The project, which follows the signing of a three-billon-dollar contract late last year, revives a deal signed in 1997 that granted China exploration rights to Al-Ahdab oil field in central Iraq.

"This project will provide a number of jobs and opportunities for investment," Oil Minister Hussein al-Shahristani said at a ribbon-cutting ceremony on Wednesday, quoted in an official statement.

"It will provide the province with electricity and power to operate the power station in Zurbadiyah and to help contribute to development and prosperity," he said.

Al-Ahdab's oil production is expected to reach 25,000 barrels per day in the first three years and expand to up to 115,000 barrels per day in six years, according to China National Petroleum Corp (CNPC).

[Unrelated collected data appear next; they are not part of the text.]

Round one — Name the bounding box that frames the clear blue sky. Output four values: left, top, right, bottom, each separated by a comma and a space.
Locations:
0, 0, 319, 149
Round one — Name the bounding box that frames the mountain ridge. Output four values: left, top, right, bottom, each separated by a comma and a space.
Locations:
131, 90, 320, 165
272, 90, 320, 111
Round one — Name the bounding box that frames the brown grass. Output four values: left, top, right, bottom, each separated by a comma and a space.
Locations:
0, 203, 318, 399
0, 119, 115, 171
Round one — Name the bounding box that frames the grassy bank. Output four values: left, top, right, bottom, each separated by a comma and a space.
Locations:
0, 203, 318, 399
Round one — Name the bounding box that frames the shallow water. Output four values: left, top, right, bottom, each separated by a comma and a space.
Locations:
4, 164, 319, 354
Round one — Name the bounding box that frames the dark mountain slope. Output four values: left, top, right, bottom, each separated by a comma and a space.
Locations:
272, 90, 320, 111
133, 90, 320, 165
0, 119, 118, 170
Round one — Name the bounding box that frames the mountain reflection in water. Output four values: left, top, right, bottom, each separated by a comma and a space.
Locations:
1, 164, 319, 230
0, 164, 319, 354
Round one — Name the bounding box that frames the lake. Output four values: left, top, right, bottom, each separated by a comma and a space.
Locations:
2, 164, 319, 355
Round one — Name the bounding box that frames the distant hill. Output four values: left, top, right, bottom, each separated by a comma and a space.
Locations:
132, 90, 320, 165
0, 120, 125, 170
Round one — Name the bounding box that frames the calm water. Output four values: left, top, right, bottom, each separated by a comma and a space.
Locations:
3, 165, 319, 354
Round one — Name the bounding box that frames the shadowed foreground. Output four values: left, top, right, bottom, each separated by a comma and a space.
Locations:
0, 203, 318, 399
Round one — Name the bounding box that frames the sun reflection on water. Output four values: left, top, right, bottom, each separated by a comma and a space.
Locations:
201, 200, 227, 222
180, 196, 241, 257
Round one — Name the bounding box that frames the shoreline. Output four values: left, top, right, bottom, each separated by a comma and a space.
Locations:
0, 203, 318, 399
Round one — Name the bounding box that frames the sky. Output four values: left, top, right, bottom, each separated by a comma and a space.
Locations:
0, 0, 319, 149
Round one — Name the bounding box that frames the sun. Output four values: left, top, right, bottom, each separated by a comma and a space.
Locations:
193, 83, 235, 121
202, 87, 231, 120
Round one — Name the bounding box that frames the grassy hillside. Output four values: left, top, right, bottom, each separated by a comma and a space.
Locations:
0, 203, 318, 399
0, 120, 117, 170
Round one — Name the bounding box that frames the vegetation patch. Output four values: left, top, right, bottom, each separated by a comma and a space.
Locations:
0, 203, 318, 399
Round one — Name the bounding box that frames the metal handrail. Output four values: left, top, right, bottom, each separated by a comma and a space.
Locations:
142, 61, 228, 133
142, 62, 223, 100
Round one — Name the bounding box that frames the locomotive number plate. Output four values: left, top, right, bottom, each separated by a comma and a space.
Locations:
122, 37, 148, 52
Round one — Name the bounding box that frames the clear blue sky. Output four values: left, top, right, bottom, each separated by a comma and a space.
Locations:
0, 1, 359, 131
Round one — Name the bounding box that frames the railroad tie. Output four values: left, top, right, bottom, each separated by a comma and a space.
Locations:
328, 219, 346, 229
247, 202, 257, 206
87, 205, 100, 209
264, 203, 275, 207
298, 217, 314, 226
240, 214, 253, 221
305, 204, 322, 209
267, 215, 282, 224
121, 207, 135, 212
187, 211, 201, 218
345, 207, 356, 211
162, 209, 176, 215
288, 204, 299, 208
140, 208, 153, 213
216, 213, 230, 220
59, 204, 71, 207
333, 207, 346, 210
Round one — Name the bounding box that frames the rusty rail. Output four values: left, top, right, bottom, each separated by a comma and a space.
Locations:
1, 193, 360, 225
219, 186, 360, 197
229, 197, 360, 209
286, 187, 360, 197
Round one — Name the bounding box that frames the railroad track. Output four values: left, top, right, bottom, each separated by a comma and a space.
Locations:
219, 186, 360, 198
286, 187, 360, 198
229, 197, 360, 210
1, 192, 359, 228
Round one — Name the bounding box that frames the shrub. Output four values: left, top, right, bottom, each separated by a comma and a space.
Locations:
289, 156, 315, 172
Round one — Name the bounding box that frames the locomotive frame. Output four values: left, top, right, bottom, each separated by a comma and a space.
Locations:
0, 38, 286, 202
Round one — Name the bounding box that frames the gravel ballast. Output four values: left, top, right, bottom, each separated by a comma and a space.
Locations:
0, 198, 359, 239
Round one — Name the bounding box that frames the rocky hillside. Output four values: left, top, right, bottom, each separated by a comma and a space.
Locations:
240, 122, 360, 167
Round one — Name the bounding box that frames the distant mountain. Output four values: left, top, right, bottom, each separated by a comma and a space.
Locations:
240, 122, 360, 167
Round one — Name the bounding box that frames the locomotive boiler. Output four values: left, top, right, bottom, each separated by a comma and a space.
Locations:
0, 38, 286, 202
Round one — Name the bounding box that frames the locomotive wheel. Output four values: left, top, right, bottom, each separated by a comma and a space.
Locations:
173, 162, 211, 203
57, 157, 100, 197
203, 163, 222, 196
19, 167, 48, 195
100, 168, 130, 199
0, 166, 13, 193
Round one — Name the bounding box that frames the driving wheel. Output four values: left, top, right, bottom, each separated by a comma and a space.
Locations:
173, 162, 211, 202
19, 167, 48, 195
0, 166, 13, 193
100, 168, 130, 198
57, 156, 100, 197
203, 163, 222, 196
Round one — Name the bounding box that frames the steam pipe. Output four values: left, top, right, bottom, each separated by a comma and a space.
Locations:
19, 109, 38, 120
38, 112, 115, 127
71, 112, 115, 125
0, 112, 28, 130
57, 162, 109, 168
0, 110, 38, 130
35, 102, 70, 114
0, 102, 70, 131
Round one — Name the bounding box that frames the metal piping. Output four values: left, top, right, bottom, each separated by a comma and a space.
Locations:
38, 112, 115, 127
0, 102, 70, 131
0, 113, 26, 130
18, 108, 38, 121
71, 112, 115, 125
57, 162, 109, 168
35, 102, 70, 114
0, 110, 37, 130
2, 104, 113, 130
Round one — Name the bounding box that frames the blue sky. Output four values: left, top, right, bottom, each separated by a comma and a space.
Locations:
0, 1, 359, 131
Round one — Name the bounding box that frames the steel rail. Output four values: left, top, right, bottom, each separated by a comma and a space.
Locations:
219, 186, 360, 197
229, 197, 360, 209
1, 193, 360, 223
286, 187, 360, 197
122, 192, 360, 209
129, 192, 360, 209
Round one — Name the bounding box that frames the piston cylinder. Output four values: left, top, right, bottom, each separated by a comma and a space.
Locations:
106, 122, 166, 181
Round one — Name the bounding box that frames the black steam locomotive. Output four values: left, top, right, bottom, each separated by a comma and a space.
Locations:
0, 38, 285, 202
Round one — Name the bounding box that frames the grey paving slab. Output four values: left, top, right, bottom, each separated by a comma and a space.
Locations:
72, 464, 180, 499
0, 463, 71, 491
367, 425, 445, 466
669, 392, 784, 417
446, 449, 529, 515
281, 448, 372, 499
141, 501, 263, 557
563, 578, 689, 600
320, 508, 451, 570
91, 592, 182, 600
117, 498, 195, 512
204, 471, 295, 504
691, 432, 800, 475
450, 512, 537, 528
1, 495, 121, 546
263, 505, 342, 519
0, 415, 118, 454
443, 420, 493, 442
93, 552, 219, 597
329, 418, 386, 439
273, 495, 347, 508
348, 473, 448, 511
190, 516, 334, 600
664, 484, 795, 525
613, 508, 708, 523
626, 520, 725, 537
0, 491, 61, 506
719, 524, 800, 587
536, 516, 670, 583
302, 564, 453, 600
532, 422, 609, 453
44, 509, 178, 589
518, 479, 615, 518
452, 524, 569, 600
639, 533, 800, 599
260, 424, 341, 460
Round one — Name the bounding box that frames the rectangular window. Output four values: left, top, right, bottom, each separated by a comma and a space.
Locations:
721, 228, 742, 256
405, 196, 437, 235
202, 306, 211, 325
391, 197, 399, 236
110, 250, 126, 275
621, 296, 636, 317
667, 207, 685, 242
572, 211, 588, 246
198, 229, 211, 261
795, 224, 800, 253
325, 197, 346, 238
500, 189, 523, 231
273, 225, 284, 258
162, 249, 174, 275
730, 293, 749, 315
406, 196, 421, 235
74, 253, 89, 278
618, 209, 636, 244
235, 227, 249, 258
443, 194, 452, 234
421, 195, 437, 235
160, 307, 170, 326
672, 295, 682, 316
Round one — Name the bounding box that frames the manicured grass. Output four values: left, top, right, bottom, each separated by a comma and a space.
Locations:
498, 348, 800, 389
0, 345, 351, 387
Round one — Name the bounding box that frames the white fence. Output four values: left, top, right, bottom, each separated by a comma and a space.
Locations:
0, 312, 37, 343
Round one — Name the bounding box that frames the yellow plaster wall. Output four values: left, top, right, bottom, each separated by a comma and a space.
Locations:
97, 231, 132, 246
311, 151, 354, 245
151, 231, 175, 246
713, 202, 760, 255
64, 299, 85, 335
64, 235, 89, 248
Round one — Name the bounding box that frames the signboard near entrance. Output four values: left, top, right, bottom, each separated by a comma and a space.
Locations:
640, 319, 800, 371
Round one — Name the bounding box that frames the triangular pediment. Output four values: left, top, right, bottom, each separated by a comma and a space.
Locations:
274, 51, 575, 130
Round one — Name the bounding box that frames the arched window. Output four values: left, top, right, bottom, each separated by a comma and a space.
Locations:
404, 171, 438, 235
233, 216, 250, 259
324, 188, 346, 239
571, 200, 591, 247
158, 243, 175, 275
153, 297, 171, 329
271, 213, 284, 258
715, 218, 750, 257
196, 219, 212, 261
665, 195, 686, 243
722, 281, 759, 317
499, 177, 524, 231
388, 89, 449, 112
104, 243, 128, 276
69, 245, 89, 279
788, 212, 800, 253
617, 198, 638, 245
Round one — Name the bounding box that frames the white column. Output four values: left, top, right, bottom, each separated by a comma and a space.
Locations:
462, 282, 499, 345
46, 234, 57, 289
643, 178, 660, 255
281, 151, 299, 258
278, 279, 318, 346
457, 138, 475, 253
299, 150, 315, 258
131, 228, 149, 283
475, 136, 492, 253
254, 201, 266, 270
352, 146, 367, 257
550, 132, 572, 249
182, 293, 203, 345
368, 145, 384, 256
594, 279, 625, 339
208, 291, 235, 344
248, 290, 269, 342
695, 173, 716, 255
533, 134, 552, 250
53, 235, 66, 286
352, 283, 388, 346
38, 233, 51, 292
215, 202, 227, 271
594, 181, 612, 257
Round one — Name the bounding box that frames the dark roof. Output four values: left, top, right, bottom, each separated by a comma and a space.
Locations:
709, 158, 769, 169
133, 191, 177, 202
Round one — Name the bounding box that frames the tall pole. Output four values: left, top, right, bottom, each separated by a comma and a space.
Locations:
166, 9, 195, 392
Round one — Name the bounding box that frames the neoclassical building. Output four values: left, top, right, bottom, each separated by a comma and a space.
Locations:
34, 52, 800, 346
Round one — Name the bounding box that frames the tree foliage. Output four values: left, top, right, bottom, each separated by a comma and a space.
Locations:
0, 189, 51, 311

The contract, signed in November in Baghdad, allows CNPC and another Chinese company, Zhenhua Oil, to develop Al-Ahdab oil field in the province of Wasit for 23 years.

"We look at this opportunity as the start of rebuilding the prosperity of Wasit," said Abd al-Latif Hamad Tarfah, the provincial governor. "This is the first investment project in Wasit and we hope it will last a long time."

After China won the rights in the 1997 deal, then valued at 700 million dollars over 23 years, activities were suspended due to United Nations sanctions and then by security issues following the US-led invasion in 2003.

Output from the field will mostly be exported but some will be used to fuel power generation stations nearby to ease electricity shortages.

Baghdad said earlier it had managed to change the previous joint venture contract into a service agreement, under which CNPC would charge a service fee of six dollars a barrel, decreasing eventually to three dollars.

The Al-Ahdab oil contract, while now strictly a service deal, will be worth an estimated three billion dollars to the Chinese and offers them an entry into Iraq ahead of Western majors.

Iraq has 115 billion barrels of proven oil reserves -- the third largest in the world -- and at the end of February was producing 2.310 million barrels per day.

China's state oil firms are scouring the world for resources to power what is now the globe's third largest economy.